[426] Prairie-dogs.
[427] This would make the point at which the army reached Pecos River about eighty miles below Puerto de Luna, or not far from the present town of Roswell.
[428] Castañeda is writing about twenty years later. De Soto's army was exploring the eastern country as Coronado was traversing the buffalo plains. The Espiritu Santo is the Mississippi.
[429] See the Gentleman of Elvas in the second part of the present volume.
[430] As usual Castañeda gives a date a year later than the actual one.
[431] The pueblos occupied by the Jemez people. Only one of these now exists; this is on the Rio Jemez, a western tributary of the Rio Grande, which enters the latter stream above Bernalillo, New Mexico. See p. 359, note 2.
[432] This was Yukiwingge, on the site of the present small village of Chamita, at the mouth of the Rio Chama, opposite San Juan pueblo. The other one of the two villages was doubtless San Juan. Both of these were occupied by Tewa Indians. At Yukiwingge was established, in 1598, by Juan de Oñate, the colonizer of New Mexico, the settlement of San Gabriel de los Españoles, which was occupied until the spring of 1605, when the seat of the provincial government was moved to Santa Fé, founded for the purpose in that year. See p. 359, note 4.
[433] These may have been the pueblos, now in ruins, in and north of the Pajarito Park, one of which, called Puye, gives evidence of occupancy in post-Spanish times.
[434] It is not known definitely whether actually glazed pottery or merely the black, highly polished earthenware characteristic of the Tewa Indians of the neighborhood is here meant.

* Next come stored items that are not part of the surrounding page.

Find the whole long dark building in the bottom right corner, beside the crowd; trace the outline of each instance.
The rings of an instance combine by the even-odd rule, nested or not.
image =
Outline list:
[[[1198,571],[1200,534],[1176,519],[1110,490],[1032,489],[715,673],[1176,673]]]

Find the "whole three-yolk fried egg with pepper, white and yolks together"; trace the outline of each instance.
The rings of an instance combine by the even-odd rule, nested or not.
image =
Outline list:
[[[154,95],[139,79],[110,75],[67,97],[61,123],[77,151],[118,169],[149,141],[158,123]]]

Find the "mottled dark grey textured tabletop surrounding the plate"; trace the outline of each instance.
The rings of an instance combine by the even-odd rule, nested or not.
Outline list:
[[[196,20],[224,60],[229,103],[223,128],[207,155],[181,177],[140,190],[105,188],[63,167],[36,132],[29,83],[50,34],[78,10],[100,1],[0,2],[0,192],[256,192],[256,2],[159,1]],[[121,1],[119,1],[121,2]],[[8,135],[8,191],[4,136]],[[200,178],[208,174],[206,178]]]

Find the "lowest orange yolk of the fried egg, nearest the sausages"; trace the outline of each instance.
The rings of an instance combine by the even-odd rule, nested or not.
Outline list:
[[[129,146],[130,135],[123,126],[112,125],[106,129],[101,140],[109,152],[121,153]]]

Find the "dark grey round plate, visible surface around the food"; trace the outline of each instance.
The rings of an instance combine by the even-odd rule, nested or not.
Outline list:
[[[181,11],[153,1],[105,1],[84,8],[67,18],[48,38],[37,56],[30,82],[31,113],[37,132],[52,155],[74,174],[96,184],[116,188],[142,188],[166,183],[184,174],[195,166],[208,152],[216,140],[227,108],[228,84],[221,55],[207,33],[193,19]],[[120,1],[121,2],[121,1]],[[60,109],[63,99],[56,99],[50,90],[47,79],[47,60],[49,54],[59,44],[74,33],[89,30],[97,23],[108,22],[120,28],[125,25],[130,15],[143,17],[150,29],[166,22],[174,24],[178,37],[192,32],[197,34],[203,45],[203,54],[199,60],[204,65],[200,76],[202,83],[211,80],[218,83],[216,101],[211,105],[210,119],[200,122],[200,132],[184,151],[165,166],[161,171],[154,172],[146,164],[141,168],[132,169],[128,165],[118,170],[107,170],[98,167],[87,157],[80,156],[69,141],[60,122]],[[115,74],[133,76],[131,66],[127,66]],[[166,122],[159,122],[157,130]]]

The ancient Pueblos manufactured a ware with decoration in what appears to be a salt glaze. Specimens of this have been gathered in the Pajarito Park, at Zuñi, among the Hopi of Arizona, and from ancient ruins around Acoma, but the art seems to have been lost. There is abundant evidence that this form of decoration was prehistoric. The finding of the "shining metal" (called antimony in Pt. 2, chap. 4) would seem to indicate that the polished rather than the glazed ware was here meant.
[435] This was the pueblo of Taos, which stood near the site of the present village of the same name, on both sides of the little stream (Taos River). The present Taos has 425 inhabitants. The swift and deep river without the ford, here referred to, must have been the Rio Grande in the neighborhood of Taos, rather than the Rio de Taos, which is insignificant except in seasons of freshet. Castañeda was evidently not one of Barrionuevo's party.